The researchers proved the theoretical equivalence between their new formulation and the original model when utilizing a full eigendecomposition. Key findings from the literature indicate that this approach maintains high precision while simplifying the underlying calculations. The team showed promising numerical results when applying a partial eigendecomposition to the signal representation. They successfully illustrated the validity of their method using two specific diffusion MRI sequences. The results confirm that the same basis set remains effective across different permeability values. This consistency significantly reduces the time required to compute forward solutions for complex tissue models. The data suggest that the approach reliably captures the effects of permeability on the transverse magnetization signal. These findings provide a robust framework for future investigations into tissue microstructure using standard imaging protocols.

Conclusions:

The authors established a theoretical equivalence between their novel formulation and traditional methods when using a full eigendecomposition. This synthesis suggests that the new approach maintains high accuracy while offering significant computational advantages. Their findings imply that researchers can now utilize a single set of eigenfunctions for various permeability values. This shift reduces the time required for complex simulations during data analysis. The researchers propose that this efficiency enables broader investigations into how membrane properties influence imaging signals. Their results demonstrate that even partial eigendecomposition yields promising numerical validity for practical applications. This work provides a scalable tool for future studies exploring tissue microstructure. The authors conclude that their method successfully bridges the gap between theoretical accuracy and practical computational efficiency.

The researchers propose a formulation using Laplace eigenfunctions of an impermeable medium to represent permeable diffusion. This mechanism allows the signal to be calculated efficiently across varying permeability coefficients, unlike traditional methods that require re-solving the Bloch-Torrey equation for every unique parameter value.

The authors utilize the Bloch-Torrey partial differential equation as the foundational framework. While the researchers propose using impermeable Laplace eigenfunctions for the basis, they compare this to the original formulation that accounts for permeability directly at the interface.

A full eigendecomposition is necessary to prove the theoretical equivalence between the new formulation and the original model. The researchers propose that this completeness ensures the accuracy of the signal representation, whereas a partial eigendecomposition serves as a computationally efficient approximation.

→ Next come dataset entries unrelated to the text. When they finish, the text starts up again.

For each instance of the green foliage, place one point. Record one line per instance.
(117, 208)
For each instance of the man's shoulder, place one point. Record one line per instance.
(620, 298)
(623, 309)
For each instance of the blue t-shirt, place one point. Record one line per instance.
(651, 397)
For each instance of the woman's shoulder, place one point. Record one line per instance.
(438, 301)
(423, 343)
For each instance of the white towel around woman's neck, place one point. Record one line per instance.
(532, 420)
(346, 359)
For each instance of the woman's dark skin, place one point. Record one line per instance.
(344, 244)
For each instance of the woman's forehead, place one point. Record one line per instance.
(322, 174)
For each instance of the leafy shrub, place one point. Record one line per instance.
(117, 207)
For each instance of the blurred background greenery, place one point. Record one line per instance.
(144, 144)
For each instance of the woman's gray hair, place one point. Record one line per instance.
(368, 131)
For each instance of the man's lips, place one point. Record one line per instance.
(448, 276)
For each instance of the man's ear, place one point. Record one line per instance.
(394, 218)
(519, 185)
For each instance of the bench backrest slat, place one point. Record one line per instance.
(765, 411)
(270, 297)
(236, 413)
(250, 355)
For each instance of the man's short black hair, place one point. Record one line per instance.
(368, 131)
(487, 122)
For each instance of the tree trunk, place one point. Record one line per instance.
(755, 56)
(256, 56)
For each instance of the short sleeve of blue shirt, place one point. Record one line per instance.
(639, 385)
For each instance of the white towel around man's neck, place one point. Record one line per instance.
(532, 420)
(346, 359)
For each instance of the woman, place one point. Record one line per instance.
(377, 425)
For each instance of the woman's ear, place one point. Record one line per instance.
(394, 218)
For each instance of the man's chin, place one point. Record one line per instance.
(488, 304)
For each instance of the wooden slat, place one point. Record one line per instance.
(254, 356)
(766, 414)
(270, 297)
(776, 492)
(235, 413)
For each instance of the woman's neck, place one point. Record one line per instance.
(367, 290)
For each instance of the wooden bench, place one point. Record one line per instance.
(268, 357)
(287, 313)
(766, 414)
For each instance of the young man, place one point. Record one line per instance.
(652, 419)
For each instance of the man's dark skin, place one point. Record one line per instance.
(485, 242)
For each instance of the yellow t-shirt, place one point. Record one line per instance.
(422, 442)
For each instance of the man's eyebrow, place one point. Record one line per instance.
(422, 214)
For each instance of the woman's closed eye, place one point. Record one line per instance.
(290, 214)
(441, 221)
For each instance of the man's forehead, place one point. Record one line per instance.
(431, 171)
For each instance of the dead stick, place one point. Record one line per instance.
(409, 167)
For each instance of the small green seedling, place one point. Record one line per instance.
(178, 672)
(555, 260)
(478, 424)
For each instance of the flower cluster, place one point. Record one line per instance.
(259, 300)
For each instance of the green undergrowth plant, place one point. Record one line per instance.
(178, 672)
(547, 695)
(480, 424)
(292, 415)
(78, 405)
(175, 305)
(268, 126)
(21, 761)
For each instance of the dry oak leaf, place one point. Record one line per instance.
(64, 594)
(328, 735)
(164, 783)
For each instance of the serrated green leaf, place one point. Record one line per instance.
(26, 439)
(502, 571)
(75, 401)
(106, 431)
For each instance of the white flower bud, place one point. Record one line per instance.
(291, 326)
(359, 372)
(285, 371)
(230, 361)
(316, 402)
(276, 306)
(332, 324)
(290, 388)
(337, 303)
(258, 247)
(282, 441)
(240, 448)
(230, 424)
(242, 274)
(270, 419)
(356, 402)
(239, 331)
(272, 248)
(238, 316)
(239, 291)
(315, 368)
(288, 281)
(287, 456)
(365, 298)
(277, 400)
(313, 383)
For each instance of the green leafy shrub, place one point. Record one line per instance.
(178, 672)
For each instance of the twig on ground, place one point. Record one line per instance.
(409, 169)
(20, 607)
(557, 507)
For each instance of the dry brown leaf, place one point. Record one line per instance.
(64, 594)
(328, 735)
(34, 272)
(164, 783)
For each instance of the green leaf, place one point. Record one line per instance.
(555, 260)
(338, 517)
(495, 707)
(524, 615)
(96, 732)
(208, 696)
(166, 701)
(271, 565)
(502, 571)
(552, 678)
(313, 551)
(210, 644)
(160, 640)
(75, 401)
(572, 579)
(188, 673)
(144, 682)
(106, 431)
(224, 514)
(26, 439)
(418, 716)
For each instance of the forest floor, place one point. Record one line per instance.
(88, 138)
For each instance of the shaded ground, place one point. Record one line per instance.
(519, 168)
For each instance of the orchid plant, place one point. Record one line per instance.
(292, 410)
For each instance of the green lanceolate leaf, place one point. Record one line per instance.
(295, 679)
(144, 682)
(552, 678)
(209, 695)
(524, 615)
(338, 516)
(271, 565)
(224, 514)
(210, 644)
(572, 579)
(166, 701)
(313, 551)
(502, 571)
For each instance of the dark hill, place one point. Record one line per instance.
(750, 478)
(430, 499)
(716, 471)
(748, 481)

The researchers propose that the impermeable Laplace eigenfunctions act as a fixed basis set. This role enables the model to remain valid for any permeability value, contrasting with previous techniques that required updating the basis set whenever the membrane properties changed.

The authors illustrate numerical validity by applying their method to two distinct diffusion MRI sequences. They compare the results of their new formulation against the original approach to demonstrate that the model accurately captures signal behavior across different gradient configurations.

The researchers propose that this approach significantly reduces computational time. They claim this improvement enables future studies to systematically analyze the effects of permeability coefficients on imaging signals, which was previously hindered by the high cost of repeated simulations.